Selon les dires des manifestants, l'usage de la force par le préfet ce week-end contre les barrages érigés par une partie de la population en colère a mis le feu aux poudres, générant une situation de chaos total ce lundi 29 janvier. Non seulement les barrages ont été reformés, mais les délinquants ont profité de la situation pour semer la terreur de plus belle, multipliant les agressions.

En amont du barrage de Coconi, un « barrage sauvage » a été érigé.

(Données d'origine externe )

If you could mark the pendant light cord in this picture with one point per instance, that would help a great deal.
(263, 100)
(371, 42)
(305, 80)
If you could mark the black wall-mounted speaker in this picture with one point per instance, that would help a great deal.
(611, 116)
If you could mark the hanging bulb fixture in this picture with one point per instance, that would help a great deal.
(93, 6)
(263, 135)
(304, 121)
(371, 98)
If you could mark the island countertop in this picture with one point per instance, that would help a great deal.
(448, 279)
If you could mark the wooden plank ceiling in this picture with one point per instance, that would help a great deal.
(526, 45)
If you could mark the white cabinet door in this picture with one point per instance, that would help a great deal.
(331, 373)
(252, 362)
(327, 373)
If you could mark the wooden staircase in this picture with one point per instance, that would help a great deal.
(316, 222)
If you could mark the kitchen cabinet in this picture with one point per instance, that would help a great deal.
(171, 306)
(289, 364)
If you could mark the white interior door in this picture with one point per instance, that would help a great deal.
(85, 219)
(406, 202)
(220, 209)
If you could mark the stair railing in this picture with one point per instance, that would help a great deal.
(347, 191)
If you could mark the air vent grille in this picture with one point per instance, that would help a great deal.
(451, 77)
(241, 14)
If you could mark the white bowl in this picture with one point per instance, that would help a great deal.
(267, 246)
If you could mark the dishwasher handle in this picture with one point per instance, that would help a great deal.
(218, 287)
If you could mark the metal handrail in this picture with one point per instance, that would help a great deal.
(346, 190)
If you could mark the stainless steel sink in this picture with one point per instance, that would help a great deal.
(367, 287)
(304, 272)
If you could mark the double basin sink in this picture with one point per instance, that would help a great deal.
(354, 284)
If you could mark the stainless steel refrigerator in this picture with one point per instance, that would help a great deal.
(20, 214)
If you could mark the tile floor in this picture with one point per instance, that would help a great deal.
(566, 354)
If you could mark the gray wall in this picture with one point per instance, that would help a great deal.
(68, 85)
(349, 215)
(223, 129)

Ce lundi 29 janvier, un véritable chaos s’est emparé de Mayotte. Les barragistes, furieux d’avoir été délogés par la force ce week-end, ont reformé dare-dare les blocages, se livrant, comme ils l’avaient annoncé, à un « jeu du chat et de la souris » avec les forces de l’ordre. Ce lundi, toute l’île était paralysée. Un membre du mouvement de contestation dans le sud a déclaré « que la population exigeait des excuses publiques du préfet ». Cette personne ne souhaite pas être nommée, comme la majorité des barragistes. « Ce n’est plus une histoire de collectifs, c’est toute la population qui est colère ! L’histoire du camp des africains n’a été que la goutte d’eau qui a fait déborder le vase, mais nous manifestons surtout contre l’insécurité qui mine notre île depuis des années et qui a pour origine l’immigration clandestine d’une manière générale », a-t-il affirmé. « Tout le monde souffre de l’insécurité sur l’île et, en réponse, le préfet utilise la force contre les manifestants ! On n’a jamais vu les gendarmes utiliser des flashballs contre les délinquants et là ils les utilisent contre la population ! Il y a eu plusieurs blessés par flashball aux 4 coins de l’île ce week-end ! C’est de la discrimination envers les forces vives de Mayotte ! Nous exigeons des explications ! », a encore déclaré ce manifestant.

Les délinquants ont profité du chaos ambiant pour semer la terreur encore plus intensément que d’habitude.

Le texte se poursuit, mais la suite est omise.